Melalui Rapat Dewan Gubernur (RDG) pada 16–17 September 2025, Bank Indonesia menetapkan penurunan BI-Rate sebesar 25 basis poin menjadi 4,75%. Suku bunga Deposit Facility turut dikurangi 50 basis poin menjadi 3,75%, sementara suku bunga Lending Facility diturunkan 25 basis poin ke level 5,50%.
Langkah ini ditempuh guna mendukung pertumbuhan ekonomi, dengan tetap menjaga inflasi 2025–2026 pada kisaran target 2,5±1% serta memastikan stabilitas nilai tukar Rupiah sesuai fundamentalnya.
Kenapa BI Yakin Menurunkan Suku Bunga?
BI menegaskan keputusan ini konsisten dengan rendahnya prakiraan inflasi 2025–2026 (2,5±1%), terjaganya stabilitas nilai tukar rupiah, dan perlunya mendorong pertumbuhan ekonomi sesuai kapasitas.
Menurut Ahmad Cholis Hamzah, akademisi sekaligus mantan staf ahli bidang ekonomi kedutaan, kebijakan ini pada gilirannya mempengaruhi minat masyarakat untuk meminjam atau menyimpan uang.
Lebih lanjut, kondisi makro Indonesia memang memberi ruang bagi kebijakan moneter longgar.
“Pada titik ini, kita melihat paradoks. Di satu sisi, fundamental makro Indonesia cukup kokoh. Inflasi cenderung masih terjaga, rupiah relatif stabil di kisaran Rp16.300–Rp16.700 per dolar AS, cadangan devisa melimpah, dan perbankan memiliki CAR di atas 25 persen,” ujarnya.
Apakah Benar-Benar Sampai ke Sektor Riil?
Meski ada ruang kebijakan, Ahmad Cholis mengingatkan bahwa belum tentu dampaknya langsung terasa.
“Namun pertanyaan mendasar muncul. Apakah penurunan suku bunga ini akan benar-benar menetes ke bawah sebagai stimulan nyata, atau hanya berhenti di level kebijakan.”
Faktanya, transmisi penurunan suku bunga ke sektor riil masih lambat.
Cholis juga menggarisbawahi soal transmisi ke kredit perbankan masih lambat, bunga pinjaman UMKM maupun korporasi belum turun signifikan, sehingga efek positif bagi sektor riil belum optimal.
Dengan kata lain, stabilitas rupiah mungkin terjaga, tetapi manfaat penurunan bunga bisa belum langsung terasa bagi pelaku usaha.
UMKM Perlu Lebih dari Sekadar Bunga Murah
Lebih jauh, Ahmad Cholis mengingatkan bahwa penurunan bunga tidak cukup jika hambatan struktural UMKM belum dibenahi.
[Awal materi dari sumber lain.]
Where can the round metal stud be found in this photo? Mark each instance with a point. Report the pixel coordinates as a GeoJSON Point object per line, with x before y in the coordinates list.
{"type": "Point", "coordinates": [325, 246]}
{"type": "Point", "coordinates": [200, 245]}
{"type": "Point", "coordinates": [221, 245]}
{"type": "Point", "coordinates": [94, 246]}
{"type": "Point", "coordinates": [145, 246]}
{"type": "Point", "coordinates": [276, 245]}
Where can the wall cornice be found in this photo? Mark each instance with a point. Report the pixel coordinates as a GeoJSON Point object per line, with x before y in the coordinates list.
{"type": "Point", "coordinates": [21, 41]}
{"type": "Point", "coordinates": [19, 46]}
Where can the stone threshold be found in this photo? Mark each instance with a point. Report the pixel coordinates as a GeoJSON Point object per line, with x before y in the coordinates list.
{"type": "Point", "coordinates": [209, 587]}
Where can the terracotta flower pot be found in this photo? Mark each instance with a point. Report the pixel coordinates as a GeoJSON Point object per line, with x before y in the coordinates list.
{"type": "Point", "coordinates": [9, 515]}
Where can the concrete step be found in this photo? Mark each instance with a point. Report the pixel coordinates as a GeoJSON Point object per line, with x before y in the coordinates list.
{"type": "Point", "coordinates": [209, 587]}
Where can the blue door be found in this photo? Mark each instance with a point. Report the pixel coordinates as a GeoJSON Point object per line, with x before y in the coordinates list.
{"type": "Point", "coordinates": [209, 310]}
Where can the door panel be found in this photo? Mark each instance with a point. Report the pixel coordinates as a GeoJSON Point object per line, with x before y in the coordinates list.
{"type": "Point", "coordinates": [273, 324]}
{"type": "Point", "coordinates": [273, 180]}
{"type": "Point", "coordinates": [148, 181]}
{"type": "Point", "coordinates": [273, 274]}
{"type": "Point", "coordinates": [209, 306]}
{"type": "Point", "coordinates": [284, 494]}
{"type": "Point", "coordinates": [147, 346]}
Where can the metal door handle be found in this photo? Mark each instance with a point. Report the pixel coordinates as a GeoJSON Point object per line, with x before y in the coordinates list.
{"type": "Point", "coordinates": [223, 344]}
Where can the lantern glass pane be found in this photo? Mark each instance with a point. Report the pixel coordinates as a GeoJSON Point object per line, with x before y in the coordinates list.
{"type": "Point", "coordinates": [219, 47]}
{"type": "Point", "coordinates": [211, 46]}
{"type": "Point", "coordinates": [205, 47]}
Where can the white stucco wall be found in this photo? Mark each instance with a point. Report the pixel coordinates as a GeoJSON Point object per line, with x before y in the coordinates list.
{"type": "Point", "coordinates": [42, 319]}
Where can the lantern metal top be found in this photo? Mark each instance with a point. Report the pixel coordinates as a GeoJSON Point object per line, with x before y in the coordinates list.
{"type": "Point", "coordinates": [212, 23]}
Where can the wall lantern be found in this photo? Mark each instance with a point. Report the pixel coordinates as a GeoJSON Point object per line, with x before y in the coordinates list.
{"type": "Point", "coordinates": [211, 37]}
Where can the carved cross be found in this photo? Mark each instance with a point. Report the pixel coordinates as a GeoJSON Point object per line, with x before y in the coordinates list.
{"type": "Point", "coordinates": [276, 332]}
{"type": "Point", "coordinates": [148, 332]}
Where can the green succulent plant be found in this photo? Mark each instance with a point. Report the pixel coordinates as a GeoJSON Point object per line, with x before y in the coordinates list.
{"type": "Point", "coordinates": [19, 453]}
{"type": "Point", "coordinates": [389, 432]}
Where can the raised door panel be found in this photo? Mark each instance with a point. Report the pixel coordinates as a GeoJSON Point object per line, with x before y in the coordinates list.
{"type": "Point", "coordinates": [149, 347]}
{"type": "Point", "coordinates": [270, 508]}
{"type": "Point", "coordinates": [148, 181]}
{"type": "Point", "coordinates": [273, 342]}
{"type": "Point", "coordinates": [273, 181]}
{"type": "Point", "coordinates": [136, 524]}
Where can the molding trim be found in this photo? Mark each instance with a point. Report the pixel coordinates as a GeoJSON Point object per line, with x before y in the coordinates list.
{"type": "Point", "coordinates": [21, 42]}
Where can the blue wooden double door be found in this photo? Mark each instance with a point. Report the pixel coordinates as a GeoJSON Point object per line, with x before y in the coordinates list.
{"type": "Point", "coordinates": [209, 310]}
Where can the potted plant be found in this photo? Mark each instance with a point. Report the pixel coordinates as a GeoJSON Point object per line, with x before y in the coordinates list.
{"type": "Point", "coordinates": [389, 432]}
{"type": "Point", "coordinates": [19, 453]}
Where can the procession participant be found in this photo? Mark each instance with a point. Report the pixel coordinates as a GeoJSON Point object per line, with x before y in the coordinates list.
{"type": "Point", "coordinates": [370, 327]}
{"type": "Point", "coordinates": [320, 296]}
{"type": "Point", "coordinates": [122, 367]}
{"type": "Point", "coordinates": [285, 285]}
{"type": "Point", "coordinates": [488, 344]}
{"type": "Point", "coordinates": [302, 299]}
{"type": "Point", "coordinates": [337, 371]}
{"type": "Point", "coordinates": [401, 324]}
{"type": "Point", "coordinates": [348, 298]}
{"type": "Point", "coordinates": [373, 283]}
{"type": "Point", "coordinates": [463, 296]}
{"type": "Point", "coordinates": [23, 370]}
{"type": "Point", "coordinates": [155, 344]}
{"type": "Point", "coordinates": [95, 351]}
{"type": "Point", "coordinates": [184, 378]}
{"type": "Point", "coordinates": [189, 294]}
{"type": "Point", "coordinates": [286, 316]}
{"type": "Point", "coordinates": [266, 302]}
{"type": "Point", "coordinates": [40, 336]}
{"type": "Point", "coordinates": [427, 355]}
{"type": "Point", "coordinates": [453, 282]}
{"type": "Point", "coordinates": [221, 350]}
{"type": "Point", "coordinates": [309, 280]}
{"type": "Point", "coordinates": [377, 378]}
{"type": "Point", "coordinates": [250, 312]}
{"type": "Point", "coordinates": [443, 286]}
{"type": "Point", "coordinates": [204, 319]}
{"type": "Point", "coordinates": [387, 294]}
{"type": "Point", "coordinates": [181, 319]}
“Di luar penurunan suku bunga itu perlu diperhatikan hal-hal lain yang mendasar dalam pengembangan dunia usaha terutama UMKM yaitu masih berbelit-belitnya birokrasi, adanya pungutan dsb yang semuanya itu menghambat gerak usaha/UMKM meskipun tingkat suku bunga turun,” ujar Cholis.
Selain itu, UMKM juga masih menghadapi keterbatasan di bidang manajemen, keuangan, literasi digital, hingga standardisasi produk. Ia memberi catatan tegas,
“Agak sia-sia bila suku bunga usaha diturunkan namun misalnya kran impor barang-barang murah dari negara lain seperti Cina karena hal ini menyebabkan akses pasar UMKM berkurang.”
Secara umum, penurunan suku bunga saat ini tidak menimbulkan ancaman langsung bagi stabilitas rupiah karena didukung fundamental ekonomi yang kuat.
Namun, manfaatnya bagi dunia usaha dan masyarakat luas akan bergantung pada dua hal. Pertama adalah seberapa cepat perbankan menurunkan bunga kredit agar benar-benar dirasakan sektor riil, lalu seberapa serius pemerintah membenahi hambatan struktural UMKM, dari birokrasi hingga perlindungan pasar domestik.
Dengan pembenahan itu, kebijakan moneter BI bisa benar-benar menjadi stimulus nyata bagi pertumbuhan ekonomi rakyat.